In aggregate, yes. But they’re made up out of blocks of the expression graph.

But I think we don’t want to actually be computing the Jacobians of these blocks (as much as possible)? Unless the expression graph has one output or one input, computing the Jacobian of an expression graph during the forward evaluation is going to be more work than passing the adjoints back through that expression graph on the reverse sweep.

With the current ODEs, the Jacobians already exist so this isn’t as much of a deal, but for other calculations that wouldn’t be true.

I’m terrible at all this calc, so I had to write this out a bit moe explicitly. Suppose we have a function f: R^M -> R^N. We’d need to pass back an N x M Jacobian.

If we ship out, then we need to pass the adjoints of the N output variables and then collect increments for the M input values.
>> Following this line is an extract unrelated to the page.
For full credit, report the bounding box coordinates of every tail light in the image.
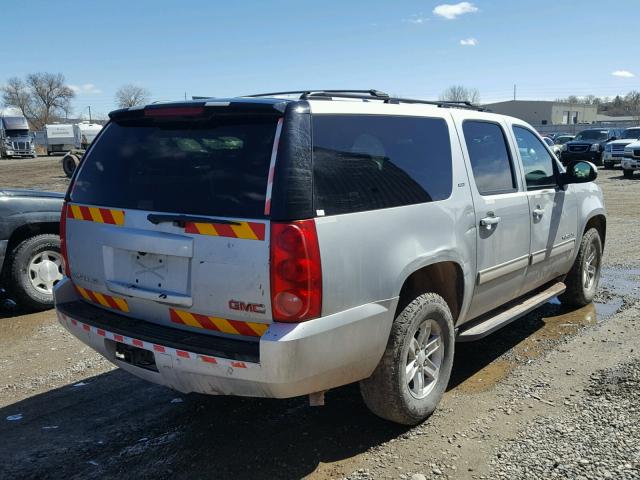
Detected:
[60,202,70,277]
[270,220,322,322]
Yup, that looks like a huge savings. I have no idea how we’d add the extra synch there, but if we get into this position, we’ll certainly already be assuming we have multiple cores, so it’d be great if we can figure out how to use them to speed up the backward pass, which will be the limiting factor for parallelization.
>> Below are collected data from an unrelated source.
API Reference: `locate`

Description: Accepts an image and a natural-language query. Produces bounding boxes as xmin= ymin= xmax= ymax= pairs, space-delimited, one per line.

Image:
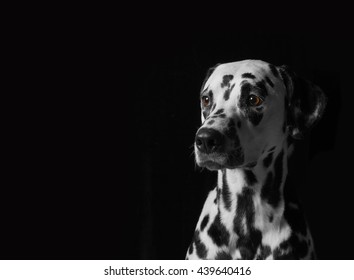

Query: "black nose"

xmin=195 ymin=128 xmax=224 ymax=154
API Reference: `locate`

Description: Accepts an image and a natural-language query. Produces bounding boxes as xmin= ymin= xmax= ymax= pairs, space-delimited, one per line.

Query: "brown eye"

Hmm…i don’t fully understand the details, but what you suggest would lead to KxM + KxN data to sent around instead of KxNxM + KxN, right?

I need to digest that, but it would certainly be a headache to sync all that. It was already a task to get the workers such that they do what i want. Your suggestion would need more bookkeeping.

Can we go ahead with the simple minded version and revise that later? What would we need to take into account to ensure that the userfacing function can be replaced with another implementation im the back?

The thing is that the simple version is quite mature, I think… and the performance gain is dramatic.

Yup yup, and the other thing is that building Jacobians with little reverse mode autodiffs during the forward pass will take Kx(number of outputs). If you can avoid that and do everything reverse mode, it’ll be K work.

There’d actually be 2x(KxM + KxN) data since you’re communicating on the forward and reverse pass.

It was already a task to get the workers such that they do what i want.

Haha yeah, these parallel things are always confusing, but you made it this far :D. Just wanted to get the idea planted.